His lawyers argued he was mentally unfit to be held criminally responsible, unable to distinguish between good and bad.

However, the judge ruled that Aoba was “neither insane nor suffering diminished mental capacity at the time of the crime”, NHK reported.

“I didn’t think so many people would die, and now I think I went too far,” Aoba told the court when the trial opened in September, reports said at the time.

Studio ‘spread joy’

The fire was Japan’s deadliest since 2001, when a blaze in Tokyo’s congested Kabukicho entertainment district killed 44 people.

Firefighters called the incident “unprecedented” and said rescuing people trapped inside was “extremely difficult”.

After the attack, there was an outpouring of shock and grief around the world, with Apple CEO Tim Cook tweeting that the studio’s artists “spread joy all over the world and across generations with their masterpieces”.

A US animation company raised $2.4m via crowdfunding to help the firm get back on its feet.

Known as KyoAni, the studio was founded in 1981 by a couple. It is known for popular TV series, including The Melancholy of Haruhi Suzumiya and K-ON!.

A man prays after placing flowers near the torched Kyoto Animation building to mourn the victims of the arson attack, in Kyoto, Japan, July 19, 2019 [File: Kim Kyung-Hoon/Reuters]

For families of the deceased, the pain of their loss remains excruciating to this day.

“I should have told her not to go to work that morning,” the mother of 49-year-old Naomi Ishida told the Mainichi Shimbun daily this week.

“Even if he gets the death penalty, Naomi and others won’t come back.
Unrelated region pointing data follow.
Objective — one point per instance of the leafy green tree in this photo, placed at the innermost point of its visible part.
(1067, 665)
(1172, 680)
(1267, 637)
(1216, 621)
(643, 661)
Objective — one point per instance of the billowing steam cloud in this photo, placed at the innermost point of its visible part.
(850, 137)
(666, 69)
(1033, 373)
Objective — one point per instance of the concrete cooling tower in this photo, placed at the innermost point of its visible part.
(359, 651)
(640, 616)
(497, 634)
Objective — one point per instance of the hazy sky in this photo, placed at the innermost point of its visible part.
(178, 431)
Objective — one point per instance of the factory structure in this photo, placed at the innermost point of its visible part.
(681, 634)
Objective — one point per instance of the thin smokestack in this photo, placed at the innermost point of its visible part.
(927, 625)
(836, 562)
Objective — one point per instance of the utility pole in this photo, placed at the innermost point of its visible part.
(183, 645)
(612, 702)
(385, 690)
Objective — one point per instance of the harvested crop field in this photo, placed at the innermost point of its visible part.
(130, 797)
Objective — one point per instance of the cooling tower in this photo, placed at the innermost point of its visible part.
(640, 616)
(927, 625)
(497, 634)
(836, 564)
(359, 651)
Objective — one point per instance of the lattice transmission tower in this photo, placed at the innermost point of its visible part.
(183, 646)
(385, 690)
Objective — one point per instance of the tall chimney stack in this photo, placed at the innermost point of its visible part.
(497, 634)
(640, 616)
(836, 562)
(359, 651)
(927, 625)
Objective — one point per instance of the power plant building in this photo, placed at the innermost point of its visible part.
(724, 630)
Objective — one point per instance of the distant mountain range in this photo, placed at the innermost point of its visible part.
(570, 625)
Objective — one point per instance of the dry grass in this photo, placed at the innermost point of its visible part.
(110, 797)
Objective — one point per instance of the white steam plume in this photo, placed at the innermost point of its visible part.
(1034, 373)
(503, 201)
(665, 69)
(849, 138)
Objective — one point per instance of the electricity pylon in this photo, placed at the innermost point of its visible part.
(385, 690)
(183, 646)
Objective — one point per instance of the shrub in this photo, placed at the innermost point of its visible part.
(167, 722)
I feel empty,” she said.

Criticism

Polls show public support is high for capital punishment, which has been criticised by rights groups.

Japan is one of the few developed countries meting out the punishment, typically in murder cases with more than one victim.

Inmates are often informed of their execution on the morning of the day they are to be hanged.

The highest-profile executions in recent years were in 2018, when Japan hanged 13 people – including the guru of a doomsday cult – responsible for the 1995 sarin attacks on Tokyo’s underground railway.

The last execution was in 2022 and, as of December, 107 people were on death row.